ASKEBY, Geoffrey, of Grimsby, Lincs.

Published in The History of Parliament: the House of Commons 1386-1421, ed. J.S. Roskell, L. Clark, C. Rawcliffe., 1993
Available from Boydell and Brewer

Constituency

Dates

Oct. 1383
Sept. 1388

Family and Education

m. by Mar. 1393, Maud.1

Offices Held

Commr. to search for illegal exports of bullion, Lincs. (Lindsey) June 1375.
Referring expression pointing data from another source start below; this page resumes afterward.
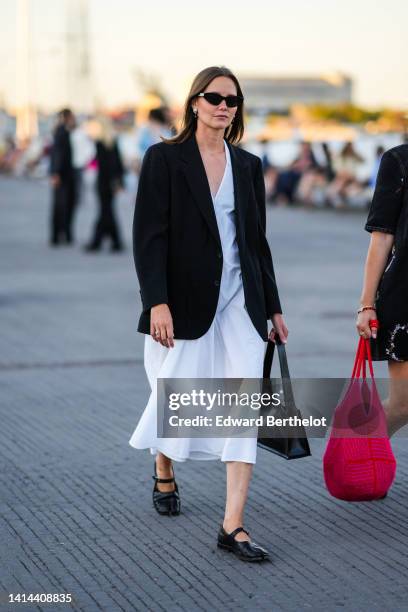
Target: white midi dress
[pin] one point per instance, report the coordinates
(231, 348)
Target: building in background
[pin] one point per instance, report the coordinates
(264, 95)
(80, 93)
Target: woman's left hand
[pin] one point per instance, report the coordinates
(279, 327)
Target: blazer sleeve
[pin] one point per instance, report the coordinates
(272, 301)
(387, 199)
(150, 228)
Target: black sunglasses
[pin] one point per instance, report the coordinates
(215, 99)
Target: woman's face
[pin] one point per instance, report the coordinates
(217, 117)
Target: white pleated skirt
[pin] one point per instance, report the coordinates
(231, 348)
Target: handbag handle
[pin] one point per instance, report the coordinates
(283, 360)
(363, 354)
(284, 368)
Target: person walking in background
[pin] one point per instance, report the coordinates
(207, 283)
(346, 166)
(109, 181)
(83, 152)
(62, 181)
(385, 291)
(379, 152)
(157, 125)
(288, 180)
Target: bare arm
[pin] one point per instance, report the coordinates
(377, 257)
(382, 223)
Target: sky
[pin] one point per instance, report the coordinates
(176, 39)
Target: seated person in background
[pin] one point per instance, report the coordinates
(288, 180)
(345, 182)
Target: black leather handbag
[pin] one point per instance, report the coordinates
(295, 446)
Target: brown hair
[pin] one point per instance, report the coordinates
(234, 132)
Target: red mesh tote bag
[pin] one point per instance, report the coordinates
(358, 462)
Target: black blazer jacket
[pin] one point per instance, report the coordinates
(176, 243)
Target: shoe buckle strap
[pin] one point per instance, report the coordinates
(157, 479)
(238, 530)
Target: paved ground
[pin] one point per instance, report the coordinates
(75, 500)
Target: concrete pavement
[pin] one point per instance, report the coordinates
(75, 500)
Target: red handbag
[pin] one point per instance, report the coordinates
(358, 463)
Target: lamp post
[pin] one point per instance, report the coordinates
(26, 116)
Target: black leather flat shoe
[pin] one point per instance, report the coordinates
(165, 502)
(246, 551)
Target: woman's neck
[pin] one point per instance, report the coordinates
(210, 140)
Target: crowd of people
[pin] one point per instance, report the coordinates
(315, 177)
(69, 157)
(334, 181)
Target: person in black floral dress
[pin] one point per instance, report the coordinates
(385, 291)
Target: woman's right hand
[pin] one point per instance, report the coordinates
(161, 325)
(363, 324)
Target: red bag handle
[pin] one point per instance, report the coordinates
(363, 353)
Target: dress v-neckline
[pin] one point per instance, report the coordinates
(225, 172)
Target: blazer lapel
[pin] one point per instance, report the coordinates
(196, 177)
(241, 177)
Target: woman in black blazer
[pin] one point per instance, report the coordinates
(207, 282)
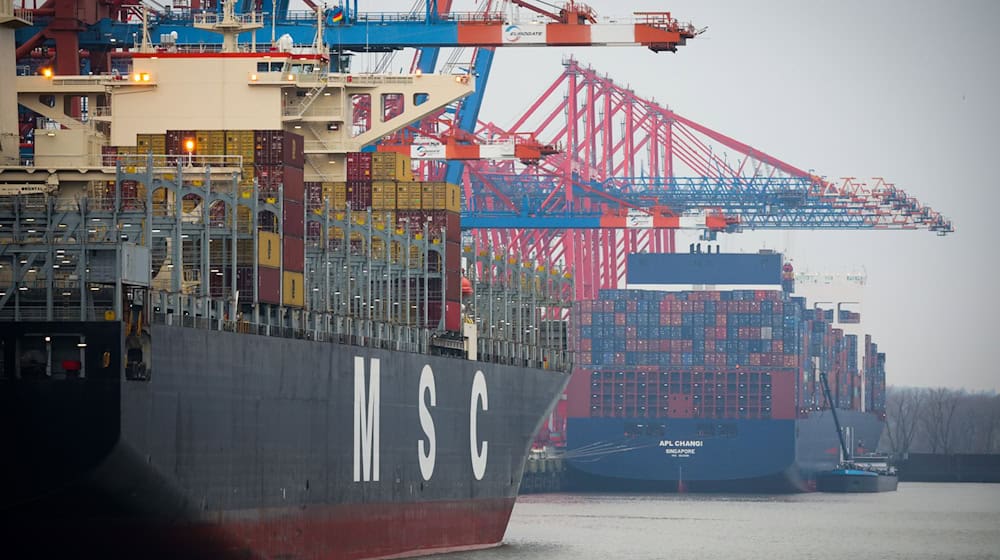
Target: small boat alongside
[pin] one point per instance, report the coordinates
(865, 473)
(872, 474)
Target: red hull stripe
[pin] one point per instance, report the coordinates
(348, 532)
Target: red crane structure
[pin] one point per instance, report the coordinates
(631, 172)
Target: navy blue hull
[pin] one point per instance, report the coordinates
(615, 454)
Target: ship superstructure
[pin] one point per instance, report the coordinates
(705, 374)
(221, 339)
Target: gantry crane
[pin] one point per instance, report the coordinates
(632, 172)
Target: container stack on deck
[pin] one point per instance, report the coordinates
(707, 353)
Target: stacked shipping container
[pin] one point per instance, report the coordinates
(274, 159)
(715, 354)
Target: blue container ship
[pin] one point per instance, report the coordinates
(704, 375)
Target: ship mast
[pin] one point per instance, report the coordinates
(836, 421)
(230, 25)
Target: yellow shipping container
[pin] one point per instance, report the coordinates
(408, 196)
(429, 199)
(268, 249)
(384, 195)
(384, 220)
(335, 194)
(292, 289)
(391, 165)
(453, 198)
(210, 142)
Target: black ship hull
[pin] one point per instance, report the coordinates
(851, 482)
(239, 445)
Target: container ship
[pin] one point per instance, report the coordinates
(227, 332)
(704, 374)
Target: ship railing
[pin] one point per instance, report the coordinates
(376, 334)
(39, 312)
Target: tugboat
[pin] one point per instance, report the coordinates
(863, 474)
(866, 473)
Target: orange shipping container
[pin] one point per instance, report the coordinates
(292, 289)
(268, 249)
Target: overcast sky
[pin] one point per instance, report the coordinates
(905, 90)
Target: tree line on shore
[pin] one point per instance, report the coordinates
(941, 420)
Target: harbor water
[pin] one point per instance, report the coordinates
(919, 521)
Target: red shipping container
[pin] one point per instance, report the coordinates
(453, 316)
(269, 285)
(783, 404)
(293, 218)
(293, 253)
(453, 257)
(359, 195)
(176, 141)
(359, 166)
(314, 195)
(293, 150)
(314, 231)
(294, 186)
(453, 226)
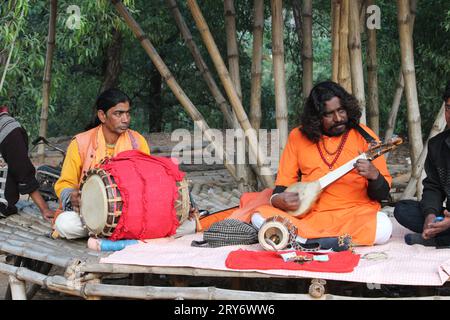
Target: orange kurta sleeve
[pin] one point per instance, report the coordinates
(288, 167)
(71, 170)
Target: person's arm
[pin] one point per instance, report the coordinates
(378, 189)
(287, 174)
(143, 145)
(376, 172)
(66, 188)
(46, 213)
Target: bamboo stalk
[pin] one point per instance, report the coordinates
(232, 45)
(173, 84)
(409, 74)
(279, 73)
(413, 183)
(400, 84)
(307, 48)
(255, 96)
(201, 64)
(18, 288)
(43, 125)
(394, 108)
(265, 172)
(8, 60)
(336, 14)
(56, 283)
(233, 67)
(243, 172)
(60, 260)
(344, 75)
(373, 110)
(356, 65)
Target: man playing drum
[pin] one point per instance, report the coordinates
(329, 135)
(110, 136)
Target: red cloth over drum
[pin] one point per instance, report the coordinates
(148, 188)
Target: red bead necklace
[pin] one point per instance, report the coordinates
(337, 152)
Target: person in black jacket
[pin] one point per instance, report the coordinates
(429, 218)
(17, 173)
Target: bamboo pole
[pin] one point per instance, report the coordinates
(43, 125)
(18, 288)
(400, 84)
(201, 64)
(173, 85)
(243, 172)
(335, 27)
(394, 108)
(373, 110)
(233, 67)
(356, 65)
(344, 75)
(307, 48)
(415, 181)
(265, 172)
(8, 60)
(255, 95)
(279, 73)
(409, 74)
(232, 45)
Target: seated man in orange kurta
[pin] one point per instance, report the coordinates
(330, 135)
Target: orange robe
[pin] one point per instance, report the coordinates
(344, 206)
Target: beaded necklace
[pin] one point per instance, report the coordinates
(337, 152)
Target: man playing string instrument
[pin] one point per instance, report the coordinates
(330, 135)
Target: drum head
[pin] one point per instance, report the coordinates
(94, 204)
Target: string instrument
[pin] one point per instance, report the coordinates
(309, 192)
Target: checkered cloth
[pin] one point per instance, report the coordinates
(228, 232)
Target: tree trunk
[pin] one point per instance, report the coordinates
(43, 125)
(356, 58)
(112, 64)
(279, 72)
(415, 182)
(409, 74)
(307, 48)
(255, 97)
(265, 172)
(344, 77)
(335, 27)
(173, 85)
(201, 64)
(373, 110)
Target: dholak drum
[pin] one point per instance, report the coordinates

Mayor, Grimsby Mich. 1381-2, 1383-4, 1397-8.2

Biography

Nothing is known about Askeby, one of Grimsby’s most influential burgesses, before he was appointed, in 1375, to serve on a royal commission designed to prevent the export of bullion overseas. Three years later he was returned to Parliament for the first time, and not long afterwards he held office as mayor. While in London for his second Parliament, in the autumn of 1383, Askeby agreed to stand surety at the Exchequer for Sir William Belesby, a Lincolnshire landowner who had acquired the farm of certain estates in Essex. He played a prominent part in the affairs of Grimsby; and in January 1385 he sat on a jury summoned to give evidence about the possessions of one of his former neighbours. A few months later he found it expedient to sue out a royal pardon, perhaps because of some malpractice committed during his second mayoralty in the previous year. He was certainly in trouble with the authorities in about 1392, when his refusal to contribute towards an aid, levied on the townspeople by Robert Burton*, the then mayor, earned him 20 days in prison. Claiming that the tax was being embezzled by Burton who had, moreover, threatened him with life and limb, he began an action for false imprisonment and extortion with menaces in the court of Chancery. An account of the chamberlain of Grimsby for the year ending Michaelmas 1393 records a payment out of municipal funds of 78s.11d. in ‘expenses and rewards in the matter of Geoffrey Askeby and his contempt towards the mayor paid to the sheriff of Lincolnshire and at Beverley and in Chancery’. Whatever the outcome of the case, which is not now known, Askeby remained a leading figure in the borough; and, indeed, he stood surety for John Kelby on his election to the Parliament which met in January 1393. It was also at this time that he and his wife managed to consolidate their possessions by buying a second shop next to their existing premises in ‘le Marketstrete’ Grimsby.3

During the late 1390s Askeby became involved in two serious disputes, the first of which arose as a result of his attempt to prevent William Welle* and an associate from enjoying the use of a communally owned cargo boat which the more affluent burgesses kept for trade with towns along the east coast. A more serious confrontation occurred in the summer of 1398, when his authority as mayor (which office he was holding for the third and last time) was allegedly challenged by a group of local men who surrounded his home ‘ove graunt force et armes’, prevented him from discharging his official duties at the Bartholomew fair, and even threatened to murder him. He promptly had one of his adversaries committed to prison, and two others (including John Kelby, his former friend) bound over to keep the peace; but the justices of assize who investigated his complaints found no substance in them, and he was thwarted of his revenge. No more is heard of Askeby after his appearance in about 1402 as a juror responsible for the assessment of property in Grimsby for taxation purposes.4

Ref Volumes: 1386-1421

Author: C.R.

Notes

Variants: Aschby, Askby.

  • 1. South Humberside Area RO, 1/560/26.
  • 2. HMC 14th Rep. VIII, 288; CAD, vi. C6208; E368/155, 157, 172; E364/16 m. 10v.
  • 3. C1/7/265; C67/29 m. 4; C145/233/16; C219/9/9; CFR, x. 10-11; South Humberside Area RO, 1/560/26, 1/600.
  • 4. SC8/214/10670, 10672, 10689, 299/14937; CIMisc. vi. no. 424; CCR, 1396-9, pp. 369, 499; Feudal Aids, iii. 249.